Willy Aspinall: Estimating incredibly small event probabilities with expert judgement, Bayes Nets and Importance Sampling: present-day likelihood of a repeat super-eruption of Aso volcano, Japan.
26 april 2022 14:00 t/m 15:00 | Zet in mijn agenda
Addressing a volcano hazards litigation issue in a country steeped, almost exclusively, in deterministic decision-making, and prompted indirectly by the 2011 Fukushima Daiichi nuclear accident, we used expert judgements from two separate groups of experts to inform a Bayes Net (BN) uncertainty analysis, aimed at quantifying the infinitesimally small probability of an imagined, near-incredible eruption scenario.
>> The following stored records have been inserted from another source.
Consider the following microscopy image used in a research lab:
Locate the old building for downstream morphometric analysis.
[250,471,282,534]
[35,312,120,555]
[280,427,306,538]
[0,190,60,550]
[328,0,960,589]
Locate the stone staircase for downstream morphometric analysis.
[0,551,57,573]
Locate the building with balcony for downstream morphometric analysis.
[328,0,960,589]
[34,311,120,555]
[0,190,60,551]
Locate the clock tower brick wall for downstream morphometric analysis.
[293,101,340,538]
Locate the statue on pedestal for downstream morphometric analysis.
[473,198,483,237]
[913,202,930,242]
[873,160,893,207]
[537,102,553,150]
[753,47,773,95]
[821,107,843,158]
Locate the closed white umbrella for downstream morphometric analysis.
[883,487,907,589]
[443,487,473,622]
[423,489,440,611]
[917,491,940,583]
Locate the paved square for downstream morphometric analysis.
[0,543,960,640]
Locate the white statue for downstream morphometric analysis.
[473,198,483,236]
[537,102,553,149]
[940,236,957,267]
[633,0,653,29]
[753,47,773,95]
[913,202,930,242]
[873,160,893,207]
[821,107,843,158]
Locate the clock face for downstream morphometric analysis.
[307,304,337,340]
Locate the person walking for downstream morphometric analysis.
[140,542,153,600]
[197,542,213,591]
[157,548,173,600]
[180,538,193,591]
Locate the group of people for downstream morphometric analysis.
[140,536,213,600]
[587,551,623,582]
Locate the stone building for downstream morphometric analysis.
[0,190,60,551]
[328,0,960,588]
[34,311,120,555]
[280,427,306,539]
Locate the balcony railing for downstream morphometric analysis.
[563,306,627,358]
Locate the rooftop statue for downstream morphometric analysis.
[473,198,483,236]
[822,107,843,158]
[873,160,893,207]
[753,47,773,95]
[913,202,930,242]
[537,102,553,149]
The presentation will outline a simplified version of the multidimensional nature of volcanic eruption processes, noting that information available to inform the BN model are both sparse and very uncertain. Apparently conflicting judgements arose within both groups, and the way these dichotomies were treated pragmatically in the BN analysis will be described. A particular challenge was that some of the elicited judgements were provided only as single-point variable values, not as the usual three distribution-defining quantiles; this led on to difficulties representing group-wise Equal Weights Decision Maker solutions for these point-value target items. Further reservations arose when adopting the new, and seemingly flexible, bounded/partly bounded/unbounded options offered by the Metalogistic distribution formulation. Notwithstanding these ostensible shortcomings, Importance Sampling with UNINET allowed us to quantify the vanishingly small target probability; in essence, we show that - when society requires them to do so - scientists need not evade computing occurrence probability distributions for rare, extreme hazards. Sensitivity tests on alternative scenarios and inter-comparison of expert groups’ judgements allow partial appraisals of BN model adequacy to be contextualised in relation to the intended use of the analysis.